Cliff le pasó un brazo por los hombros.

—Todavía no ha presentado demanda de separación en los tribunales.

La joven lo miró atónita.

—¿Qué significa eso?

—No lo sé, pero un hombre que quiere librarse de su esposa no tarda tanto. Y Emilian está tardando.

Ariella sonrió.

«Te amo».

—¿Ahora vas a luchar por tu matrimonio?

El sudario se había levantado y de pronto había esperanza. Respiró hondo.

—Echo de menos a Emilian.

Su padre la observó.

—Sé que a ti no te gusta, pero estamos casados. Necesito tu apoyo y tu bendición.

—Ya os he dado mi bendición, Ariella. A los dos.

Ella lo miró con atención.

—Por favor, no lo culpes por lo que ha hecho. Ya ha sufrido bastante.

—La culpa es un juego peligroso. Podría culpar a tu hermano por haberte llevado con él, ¿no? Podría culpar a Emilian por haber dejado que te quedaras con los cíngaros. Podría culparme a mí por no haber vigilado mejor a Emilian, por haberlo acogido bajo mi techo, por no haberte vigilado a ti. Podría culparme por no haber ido a buscarte cuando huiste con él.

Ella lo abrazó, sabedora de que su padre se culpaba también por la pérdida de su hijo.
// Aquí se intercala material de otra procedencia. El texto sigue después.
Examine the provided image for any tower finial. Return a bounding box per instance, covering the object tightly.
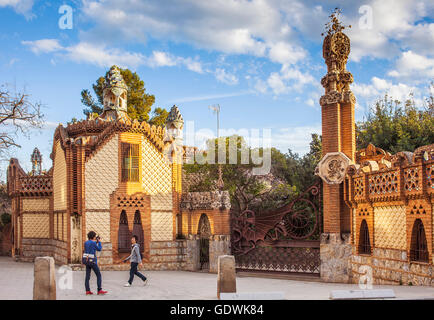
[321,8,351,36]
[101,65,128,120]
[30,148,42,176]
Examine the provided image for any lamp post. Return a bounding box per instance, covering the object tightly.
[208,104,224,191]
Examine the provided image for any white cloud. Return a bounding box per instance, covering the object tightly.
[82,0,306,63]
[64,42,145,68]
[21,39,207,72]
[267,65,316,95]
[351,77,423,110]
[214,68,238,85]
[21,39,63,54]
[389,50,434,83]
[0,0,34,19]
[147,51,176,67]
[269,41,307,64]
[345,0,434,61]
[146,51,204,73]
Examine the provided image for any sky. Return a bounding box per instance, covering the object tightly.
[0,0,434,177]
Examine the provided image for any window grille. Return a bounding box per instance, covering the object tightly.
[410,219,429,262]
[121,142,140,182]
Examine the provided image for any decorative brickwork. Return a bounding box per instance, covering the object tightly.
[23,213,50,239]
[53,141,68,210]
[86,211,110,242]
[8,66,230,270]
[374,206,407,250]
[348,145,434,285]
[151,211,173,241]
[142,140,172,195]
[23,198,50,212]
[85,136,119,210]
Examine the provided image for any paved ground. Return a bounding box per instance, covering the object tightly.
[0,257,434,300]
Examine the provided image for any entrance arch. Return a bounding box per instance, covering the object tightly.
[118,210,131,252]
[133,210,145,252]
[410,219,429,262]
[197,213,211,270]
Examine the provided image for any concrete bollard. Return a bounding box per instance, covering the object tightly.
[217,255,237,299]
[33,257,56,300]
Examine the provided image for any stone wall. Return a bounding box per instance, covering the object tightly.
[320,233,352,283]
[17,238,68,265]
[350,248,434,286]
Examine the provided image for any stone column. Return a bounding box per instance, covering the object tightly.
[209,235,231,273]
[320,233,352,283]
[33,257,56,300]
[185,234,200,271]
[217,255,237,299]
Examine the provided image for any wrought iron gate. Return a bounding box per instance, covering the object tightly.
[199,214,211,270]
[231,180,322,276]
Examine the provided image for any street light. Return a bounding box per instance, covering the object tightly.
[208,104,225,191]
[208,104,220,138]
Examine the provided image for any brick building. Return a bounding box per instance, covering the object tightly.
[317,13,434,285]
[7,66,230,271]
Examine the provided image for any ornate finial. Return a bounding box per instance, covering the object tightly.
[166,105,184,127]
[216,164,225,191]
[104,65,128,90]
[100,66,128,121]
[321,8,351,36]
[30,148,42,176]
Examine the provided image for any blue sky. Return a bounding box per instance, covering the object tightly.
[0,0,434,175]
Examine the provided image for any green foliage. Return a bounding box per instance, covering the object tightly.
[356,88,434,154]
[81,69,157,121]
[184,134,321,212]
[149,107,169,127]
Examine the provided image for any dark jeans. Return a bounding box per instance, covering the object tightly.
[128,262,146,284]
[84,263,102,291]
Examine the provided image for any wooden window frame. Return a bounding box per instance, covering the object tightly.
[121,142,140,182]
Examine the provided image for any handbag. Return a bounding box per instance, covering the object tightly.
[81,253,95,267]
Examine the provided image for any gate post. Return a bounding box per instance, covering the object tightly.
[209,235,231,273]
[316,11,356,282]
[185,234,200,271]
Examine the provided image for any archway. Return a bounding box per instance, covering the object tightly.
[118,210,131,252]
[359,219,371,254]
[133,210,145,252]
[410,219,429,262]
[197,214,211,270]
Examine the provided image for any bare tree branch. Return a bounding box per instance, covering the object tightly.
[0,85,44,160]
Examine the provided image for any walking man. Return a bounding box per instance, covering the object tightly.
[84,231,107,295]
[124,235,148,287]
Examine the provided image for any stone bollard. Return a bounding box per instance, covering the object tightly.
[33,257,56,300]
[217,255,237,299]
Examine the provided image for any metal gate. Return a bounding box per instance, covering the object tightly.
[199,214,211,270]
[231,180,322,276]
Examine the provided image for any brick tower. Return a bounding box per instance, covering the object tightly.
[317,11,356,282]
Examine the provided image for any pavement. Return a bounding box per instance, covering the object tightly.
[0,257,434,300]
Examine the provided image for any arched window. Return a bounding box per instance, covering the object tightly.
[118,210,131,252]
[133,210,145,252]
[359,219,371,254]
[197,214,211,270]
[410,219,429,262]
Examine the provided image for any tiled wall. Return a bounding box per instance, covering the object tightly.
[53,141,67,210]
[374,206,407,250]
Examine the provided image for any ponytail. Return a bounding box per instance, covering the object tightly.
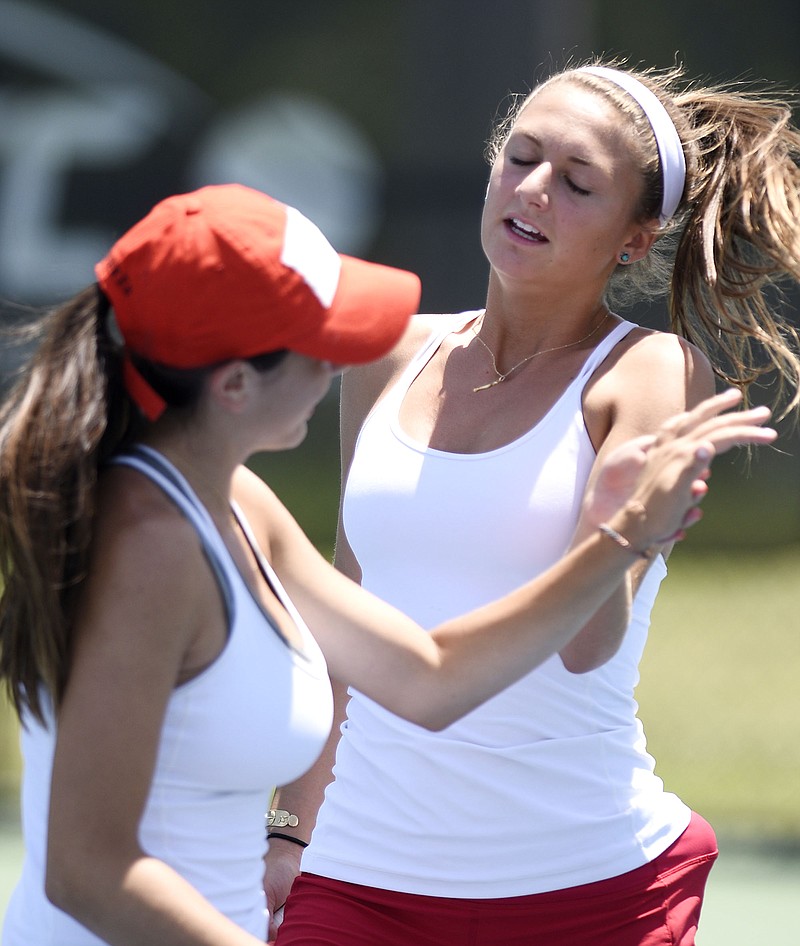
[0,286,129,720]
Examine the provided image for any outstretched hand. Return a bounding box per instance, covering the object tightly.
[584,388,777,550]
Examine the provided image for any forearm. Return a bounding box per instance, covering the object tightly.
[264,684,347,917]
[422,506,648,725]
[47,844,263,946]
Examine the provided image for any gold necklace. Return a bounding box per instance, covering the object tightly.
[472,306,608,394]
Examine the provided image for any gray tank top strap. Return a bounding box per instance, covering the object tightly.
[108,444,235,629]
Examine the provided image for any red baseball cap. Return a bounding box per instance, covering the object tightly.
[95,184,420,417]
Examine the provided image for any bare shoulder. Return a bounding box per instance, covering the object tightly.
[79,467,218,666]
[342,315,460,419]
[586,328,714,411]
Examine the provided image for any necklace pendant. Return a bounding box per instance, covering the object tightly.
[472,374,506,394]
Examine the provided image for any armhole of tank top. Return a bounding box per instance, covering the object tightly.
[231,501,316,660]
[577,319,638,386]
[108,445,236,638]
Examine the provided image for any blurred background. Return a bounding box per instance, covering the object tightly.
[0,0,800,946]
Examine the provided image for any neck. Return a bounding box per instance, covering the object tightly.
[143,429,239,520]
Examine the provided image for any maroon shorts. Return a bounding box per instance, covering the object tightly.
[276,815,717,946]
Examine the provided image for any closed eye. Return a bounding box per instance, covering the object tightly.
[564,177,591,197]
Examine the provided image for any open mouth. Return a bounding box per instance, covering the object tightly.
[506,217,547,243]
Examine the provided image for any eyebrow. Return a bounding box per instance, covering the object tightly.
[509,131,597,168]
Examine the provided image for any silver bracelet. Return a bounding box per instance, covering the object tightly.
[597,522,653,562]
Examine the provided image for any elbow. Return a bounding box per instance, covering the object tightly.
[44,856,82,916]
[558,646,619,676]
[44,846,102,922]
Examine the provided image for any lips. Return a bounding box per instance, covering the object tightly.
[506,217,547,243]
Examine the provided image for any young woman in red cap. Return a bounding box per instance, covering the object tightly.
[0,186,774,946]
[267,60,800,946]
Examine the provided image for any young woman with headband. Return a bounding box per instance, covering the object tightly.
[0,185,774,946]
[274,63,800,946]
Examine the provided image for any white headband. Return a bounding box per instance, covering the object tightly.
[577,66,686,227]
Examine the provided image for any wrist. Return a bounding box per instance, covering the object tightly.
[597,500,658,561]
[267,831,308,849]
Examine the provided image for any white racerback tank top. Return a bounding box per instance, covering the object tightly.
[303,312,689,898]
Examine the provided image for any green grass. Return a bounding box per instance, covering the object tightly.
[0,397,800,845]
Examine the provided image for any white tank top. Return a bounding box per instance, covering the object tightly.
[2,447,332,946]
[303,312,689,898]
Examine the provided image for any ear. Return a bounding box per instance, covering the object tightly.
[617,220,658,263]
[208,361,254,414]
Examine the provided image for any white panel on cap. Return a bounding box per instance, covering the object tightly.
[281,207,342,309]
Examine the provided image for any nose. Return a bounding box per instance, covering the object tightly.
[518,161,553,207]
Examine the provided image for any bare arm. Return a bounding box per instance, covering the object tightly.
[560,333,714,673]
[241,384,774,728]
[46,474,266,946]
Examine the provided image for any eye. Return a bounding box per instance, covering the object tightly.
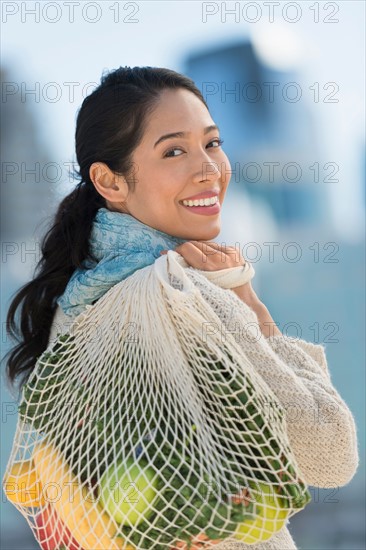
[164,138,224,158]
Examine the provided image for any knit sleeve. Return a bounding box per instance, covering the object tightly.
[258,335,359,487]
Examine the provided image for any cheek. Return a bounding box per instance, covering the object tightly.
[218,152,231,185]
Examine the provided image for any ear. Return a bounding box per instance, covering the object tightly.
[89,162,128,202]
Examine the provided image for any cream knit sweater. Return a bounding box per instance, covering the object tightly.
[49,270,359,550]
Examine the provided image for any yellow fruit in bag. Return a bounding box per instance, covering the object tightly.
[3,460,45,507]
[234,483,289,544]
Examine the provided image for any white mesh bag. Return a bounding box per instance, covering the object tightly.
[3,251,310,550]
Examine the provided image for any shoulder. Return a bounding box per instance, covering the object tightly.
[48,305,73,346]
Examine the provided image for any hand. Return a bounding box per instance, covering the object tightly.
[161,241,260,307]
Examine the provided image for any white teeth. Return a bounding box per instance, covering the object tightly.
[182,195,219,206]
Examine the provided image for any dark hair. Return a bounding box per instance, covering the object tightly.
[6,66,208,388]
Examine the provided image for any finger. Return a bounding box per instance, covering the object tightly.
[175,241,216,269]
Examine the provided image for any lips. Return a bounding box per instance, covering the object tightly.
[179,189,220,203]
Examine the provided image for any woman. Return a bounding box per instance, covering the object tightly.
[7,67,358,550]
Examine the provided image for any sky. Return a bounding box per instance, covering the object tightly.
[1,0,365,240]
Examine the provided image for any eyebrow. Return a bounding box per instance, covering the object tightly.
[154,124,219,149]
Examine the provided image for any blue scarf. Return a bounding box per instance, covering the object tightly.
[57,208,186,317]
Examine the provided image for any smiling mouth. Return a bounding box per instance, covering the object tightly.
[179,195,219,208]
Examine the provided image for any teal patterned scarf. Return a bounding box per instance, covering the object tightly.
[57,208,186,317]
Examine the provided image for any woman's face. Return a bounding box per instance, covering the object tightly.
[111,89,231,240]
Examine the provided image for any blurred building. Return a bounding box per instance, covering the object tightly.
[0,63,57,550]
[0,68,59,241]
[185,41,328,229]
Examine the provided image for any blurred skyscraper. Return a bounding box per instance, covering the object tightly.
[0,68,59,241]
[185,41,327,228]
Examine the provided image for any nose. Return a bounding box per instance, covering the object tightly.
[193,154,221,182]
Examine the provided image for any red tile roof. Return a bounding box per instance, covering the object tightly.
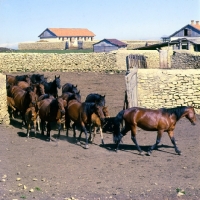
[48,28,95,37]
[104,39,127,47]
[191,24,200,30]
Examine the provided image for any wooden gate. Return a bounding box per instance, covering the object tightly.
[123,54,147,109]
[159,50,168,69]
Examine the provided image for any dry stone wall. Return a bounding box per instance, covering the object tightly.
[0,73,10,125]
[0,50,200,123]
[138,69,200,114]
[171,50,200,69]
[18,41,66,50]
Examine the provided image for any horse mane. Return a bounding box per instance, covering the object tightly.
[161,106,187,120]
[83,102,95,117]
[50,98,58,114]
[113,110,125,136]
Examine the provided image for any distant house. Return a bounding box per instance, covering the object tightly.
[162,20,200,51]
[135,20,200,51]
[38,28,95,46]
[93,39,127,52]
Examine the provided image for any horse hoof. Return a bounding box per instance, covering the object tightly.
[140,151,144,156]
[147,151,151,156]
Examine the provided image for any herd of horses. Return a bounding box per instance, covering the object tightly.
[6,74,196,155]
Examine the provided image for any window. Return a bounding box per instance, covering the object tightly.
[184,28,191,37]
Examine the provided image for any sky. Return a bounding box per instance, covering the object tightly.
[0,0,200,48]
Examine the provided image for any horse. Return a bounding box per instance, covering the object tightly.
[25,106,38,137]
[30,74,45,84]
[90,106,110,145]
[85,93,106,106]
[10,86,38,124]
[65,100,105,149]
[62,83,80,93]
[61,92,81,102]
[17,81,45,97]
[38,97,67,141]
[42,76,61,97]
[6,75,31,85]
[113,106,196,155]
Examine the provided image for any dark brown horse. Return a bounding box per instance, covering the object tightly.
[6,75,31,85]
[42,76,61,97]
[25,106,38,137]
[65,100,105,148]
[10,86,38,124]
[38,97,66,141]
[17,81,45,97]
[62,83,80,93]
[113,106,196,155]
[90,106,110,145]
[85,93,106,106]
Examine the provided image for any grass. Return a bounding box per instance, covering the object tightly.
[0,49,93,54]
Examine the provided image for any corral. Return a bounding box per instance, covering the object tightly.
[0,51,200,199]
[0,72,200,200]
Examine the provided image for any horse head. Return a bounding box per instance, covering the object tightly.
[185,106,196,125]
[103,106,110,118]
[55,75,61,89]
[74,90,81,102]
[57,97,67,115]
[25,75,31,85]
[26,87,38,106]
[94,103,105,122]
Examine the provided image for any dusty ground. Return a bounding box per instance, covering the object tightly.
[0,72,200,200]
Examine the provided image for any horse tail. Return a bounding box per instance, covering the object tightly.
[113,110,125,143]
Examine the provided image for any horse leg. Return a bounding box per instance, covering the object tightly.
[41,120,45,135]
[115,124,130,152]
[99,127,104,145]
[147,130,163,156]
[131,125,143,155]
[89,126,97,143]
[36,115,41,132]
[33,119,37,136]
[168,131,181,155]
[57,120,62,139]
[47,122,51,142]
[80,122,89,149]
[72,123,77,138]
[27,122,31,138]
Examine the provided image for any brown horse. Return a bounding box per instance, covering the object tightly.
[65,100,105,149]
[25,107,38,137]
[10,86,37,124]
[17,81,45,97]
[38,97,67,141]
[113,106,196,155]
[6,75,31,85]
[90,106,110,145]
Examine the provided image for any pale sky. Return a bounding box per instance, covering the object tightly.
[0,0,200,48]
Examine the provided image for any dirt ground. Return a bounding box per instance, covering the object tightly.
[0,72,200,200]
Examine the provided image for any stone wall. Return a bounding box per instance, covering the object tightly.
[171,50,200,69]
[0,73,10,125]
[18,41,66,50]
[138,69,200,114]
[0,53,119,73]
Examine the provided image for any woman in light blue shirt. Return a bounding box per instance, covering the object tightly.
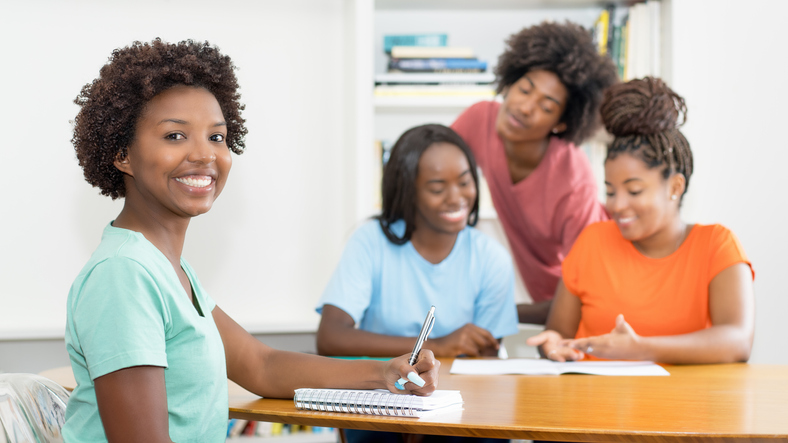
[317,125,517,357]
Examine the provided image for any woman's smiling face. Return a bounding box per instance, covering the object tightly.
[115,85,232,217]
[605,153,681,242]
[415,142,476,239]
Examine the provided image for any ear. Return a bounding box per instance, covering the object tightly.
[668,173,687,201]
[112,148,133,176]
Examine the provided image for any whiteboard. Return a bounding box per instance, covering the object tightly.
[0,0,353,339]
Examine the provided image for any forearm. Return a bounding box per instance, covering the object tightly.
[317,325,418,357]
[517,300,552,325]
[634,325,752,364]
[255,349,386,398]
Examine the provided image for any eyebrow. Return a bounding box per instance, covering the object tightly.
[427,169,471,184]
[157,118,227,127]
[605,177,643,186]
[523,75,561,106]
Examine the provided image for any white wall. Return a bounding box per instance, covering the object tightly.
[0,0,348,339]
[672,0,788,364]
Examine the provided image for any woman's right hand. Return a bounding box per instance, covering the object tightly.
[525,329,585,362]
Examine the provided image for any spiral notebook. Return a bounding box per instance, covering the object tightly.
[293,388,463,417]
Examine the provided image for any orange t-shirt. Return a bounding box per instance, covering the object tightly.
[562,221,755,338]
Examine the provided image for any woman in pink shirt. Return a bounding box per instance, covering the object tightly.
[452,22,617,324]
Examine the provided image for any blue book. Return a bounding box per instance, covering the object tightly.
[383,34,449,54]
[389,58,487,72]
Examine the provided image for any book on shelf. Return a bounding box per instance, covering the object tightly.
[389,58,487,72]
[375,72,495,85]
[383,34,449,54]
[451,358,670,376]
[391,46,476,58]
[592,0,662,81]
[293,388,463,417]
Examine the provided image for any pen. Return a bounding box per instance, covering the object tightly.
[395,305,435,389]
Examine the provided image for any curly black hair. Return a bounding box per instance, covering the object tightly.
[71,38,247,200]
[600,77,693,199]
[377,124,479,245]
[495,21,618,144]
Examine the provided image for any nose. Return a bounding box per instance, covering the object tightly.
[519,94,536,115]
[605,193,627,215]
[188,140,216,165]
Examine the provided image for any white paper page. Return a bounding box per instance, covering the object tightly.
[555,361,670,376]
[451,358,670,376]
[451,358,560,375]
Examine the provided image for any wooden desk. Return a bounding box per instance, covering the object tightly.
[41,359,788,442]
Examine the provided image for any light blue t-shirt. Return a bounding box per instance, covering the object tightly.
[316,220,517,338]
[63,224,228,443]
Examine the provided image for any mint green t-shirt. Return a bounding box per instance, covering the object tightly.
[63,223,228,443]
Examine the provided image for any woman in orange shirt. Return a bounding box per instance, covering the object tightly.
[529,77,755,363]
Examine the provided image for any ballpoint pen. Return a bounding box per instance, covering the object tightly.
[394,306,435,390]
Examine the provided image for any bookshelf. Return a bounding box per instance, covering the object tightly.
[346,0,671,221]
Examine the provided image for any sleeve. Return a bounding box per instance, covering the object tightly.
[473,239,519,338]
[561,226,595,297]
[709,225,755,281]
[315,222,380,325]
[74,257,170,380]
[553,170,608,257]
[451,102,487,166]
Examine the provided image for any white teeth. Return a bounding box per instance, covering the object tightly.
[175,177,212,188]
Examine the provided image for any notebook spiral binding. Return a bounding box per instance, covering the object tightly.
[293,389,417,416]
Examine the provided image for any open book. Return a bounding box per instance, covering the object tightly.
[451,358,670,375]
[293,389,462,417]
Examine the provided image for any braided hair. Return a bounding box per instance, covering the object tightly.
[600,77,692,198]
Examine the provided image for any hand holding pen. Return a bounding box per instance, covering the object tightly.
[394,306,435,391]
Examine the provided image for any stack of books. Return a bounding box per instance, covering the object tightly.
[375,34,495,106]
[592,0,662,81]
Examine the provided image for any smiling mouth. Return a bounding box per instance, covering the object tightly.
[440,206,468,222]
[175,176,213,188]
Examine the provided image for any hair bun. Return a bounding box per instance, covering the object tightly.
[600,77,687,137]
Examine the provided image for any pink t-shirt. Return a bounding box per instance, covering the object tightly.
[452,102,608,302]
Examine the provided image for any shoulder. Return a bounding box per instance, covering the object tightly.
[691,224,744,255]
[547,137,594,181]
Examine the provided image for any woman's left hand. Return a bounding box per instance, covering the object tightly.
[564,314,644,360]
[385,349,441,395]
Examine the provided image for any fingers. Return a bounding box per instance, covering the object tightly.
[545,346,585,362]
[394,349,440,395]
[525,330,561,346]
[566,337,595,354]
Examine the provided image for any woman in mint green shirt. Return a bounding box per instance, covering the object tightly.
[63,39,439,442]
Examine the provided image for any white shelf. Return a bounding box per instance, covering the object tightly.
[375,95,493,110]
[375,0,629,10]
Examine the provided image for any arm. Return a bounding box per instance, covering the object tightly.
[526,280,583,361]
[317,304,498,357]
[213,306,440,398]
[517,300,553,325]
[571,263,755,364]
[94,366,172,443]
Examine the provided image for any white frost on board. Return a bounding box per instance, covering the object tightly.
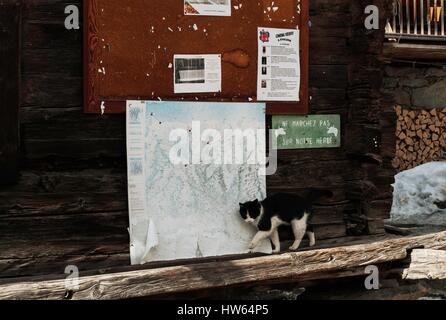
[391,162,446,225]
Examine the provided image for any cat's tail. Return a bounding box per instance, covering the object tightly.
[307,189,333,203]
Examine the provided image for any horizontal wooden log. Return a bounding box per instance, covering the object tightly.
[0,232,446,300]
[383,43,446,61]
[403,249,446,280]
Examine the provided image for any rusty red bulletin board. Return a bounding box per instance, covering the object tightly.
[84,0,309,114]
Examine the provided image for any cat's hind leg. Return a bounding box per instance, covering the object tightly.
[290,214,308,251]
[271,229,280,253]
[307,226,316,247]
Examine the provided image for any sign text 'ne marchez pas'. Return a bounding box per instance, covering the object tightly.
[272,115,341,150]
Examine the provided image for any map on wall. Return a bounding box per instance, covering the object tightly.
[127,101,271,264]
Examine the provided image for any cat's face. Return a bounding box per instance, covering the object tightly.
[240,200,260,224]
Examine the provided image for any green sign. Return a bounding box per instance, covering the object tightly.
[273,115,341,150]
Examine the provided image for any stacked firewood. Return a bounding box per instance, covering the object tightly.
[392,106,446,171]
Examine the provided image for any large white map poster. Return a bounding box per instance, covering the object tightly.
[127,101,271,264]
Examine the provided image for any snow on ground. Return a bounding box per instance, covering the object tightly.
[390,162,446,225]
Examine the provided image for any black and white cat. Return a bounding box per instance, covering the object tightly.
[240,190,333,253]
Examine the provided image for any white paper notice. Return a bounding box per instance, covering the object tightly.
[174,54,221,93]
[257,28,300,101]
[184,0,231,17]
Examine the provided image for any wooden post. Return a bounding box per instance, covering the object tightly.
[0,1,21,185]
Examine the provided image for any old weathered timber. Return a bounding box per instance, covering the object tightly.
[403,249,446,280]
[0,232,446,299]
[0,1,21,185]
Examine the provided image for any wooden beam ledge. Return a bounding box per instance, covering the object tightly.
[383,43,446,61]
[0,231,446,300]
[403,249,446,280]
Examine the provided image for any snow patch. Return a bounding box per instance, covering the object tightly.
[390,162,446,225]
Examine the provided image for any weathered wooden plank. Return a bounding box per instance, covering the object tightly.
[0,232,446,299]
[402,249,446,280]
[0,2,21,185]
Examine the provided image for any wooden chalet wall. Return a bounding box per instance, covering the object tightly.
[0,0,394,278]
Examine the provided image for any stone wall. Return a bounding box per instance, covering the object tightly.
[382,66,446,109]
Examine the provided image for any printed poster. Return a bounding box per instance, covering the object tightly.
[257,28,300,102]
[127,101,271,264]
[184,0,231,17]
[173,54,222,93]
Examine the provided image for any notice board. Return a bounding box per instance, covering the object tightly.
[84,0,309,114]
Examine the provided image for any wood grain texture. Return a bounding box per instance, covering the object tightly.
[0,0,395,278]
[403,249,446,280]
[0,1,21,185]
[0,232,446,299]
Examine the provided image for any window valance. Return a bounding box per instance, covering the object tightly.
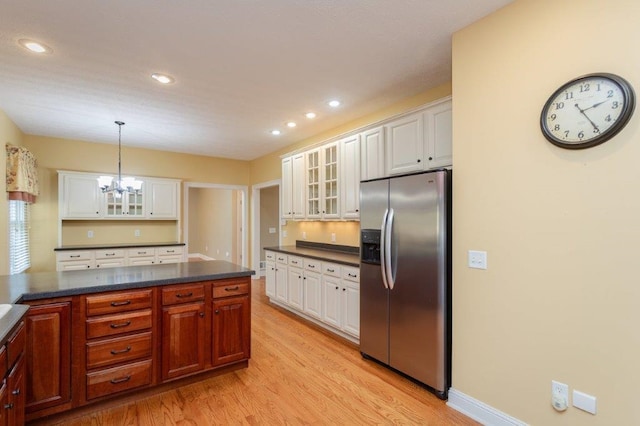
[7,144,40,203]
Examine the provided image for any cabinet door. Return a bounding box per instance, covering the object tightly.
[342,281,360,337]
[340,135,360,219]
[6,355,26,426]
[321,144,340,219]
[212,296,251,366]
[322,276,342,328]
[25,301,71,413]
[424,101,453,169]
[305,149,322,219]
[360,126,385,180]
[385,112,425,175]
[280,157,293,219]
[59,174,103,219]
[144,179,178,219]
[276,264,288,303]
[162,302,205,380]
[303,271,322,319]
[287,266,304,310]
[265,262,276,298]
[291,154,305,219]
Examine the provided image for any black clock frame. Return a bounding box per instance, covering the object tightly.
[540,73,636,149]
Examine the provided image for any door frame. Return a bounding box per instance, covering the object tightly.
[251,179,282,280]
[182,182,249,267]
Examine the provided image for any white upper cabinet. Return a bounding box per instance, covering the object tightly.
[360,126,385,180]
[340,135,360,219]
[143,179,180,220]
[424,100,453,169]
[385,112,424,175]
[58,173,103,219]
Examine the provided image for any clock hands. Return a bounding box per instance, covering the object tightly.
[575,101,606,133]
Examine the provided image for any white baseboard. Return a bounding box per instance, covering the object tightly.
[447,388,527,426]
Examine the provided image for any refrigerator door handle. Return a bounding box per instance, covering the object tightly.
[380,209,389,289]
[384,209,395,290]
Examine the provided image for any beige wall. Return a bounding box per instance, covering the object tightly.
[452,0,640,426]
[0,111,24,275]
[20,133,250,272]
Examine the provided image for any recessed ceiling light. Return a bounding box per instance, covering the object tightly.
[151,73,176,84]
[18,38,53,53]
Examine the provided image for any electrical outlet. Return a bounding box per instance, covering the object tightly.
[551,380,569,411]
[469,250,487,269]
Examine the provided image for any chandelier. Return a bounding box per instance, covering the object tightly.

Él le sonrió con lágrimas en los ojos.

—Eres joven y los doctores dicen que no hay razón para que no tengas más hijos.

—Antes tengo que volver a conquistar a Emilian y no es un hombre fácil. No puedo forzarlo a volver a Woodland.

Cliff la rodeó con sus brazos.

—Estaba muy alterado cuando te trajo. Tú no estabas en condiciones de darte cuenta, pero yo vi lo mucho que te ama. Vi su angustia cuando se marchó, aunque intentaba ocultarla. He cambiado de opinión sobre él. Creo que está enamorado de ti.

Ella sintió el corazón henchido.

—Yo también creo que me quiere, pero eso no significa que quiera reconciliarse. Quiero darle tiempo, pero, si no regresa a Woodland, iré yo a buscarlo.

—Tú, querida mía, estás a la altura de los muchos retos que él representa —Cliff volvió a la mesa y sacó varias cartas de un cajón—. Creo que se corrió la noticia de vuestro matrimonio después de que volvieras aquí. Estas cartas son del administrador de Woodland.

Ariella las miró sorprendida.

—¿Me escribe a mí?

—Tú eres la señora de Woodland —Cliff vaciló—. Robert se ha apoderado de la hacienda y ahora se hace llamar vizconde. Mis abogados me han dicho que, si pasan años sin que Emilian regrese, hay leyes de posesión adversa que pueden posibilitar que Robert reclame las propiedades como suyas.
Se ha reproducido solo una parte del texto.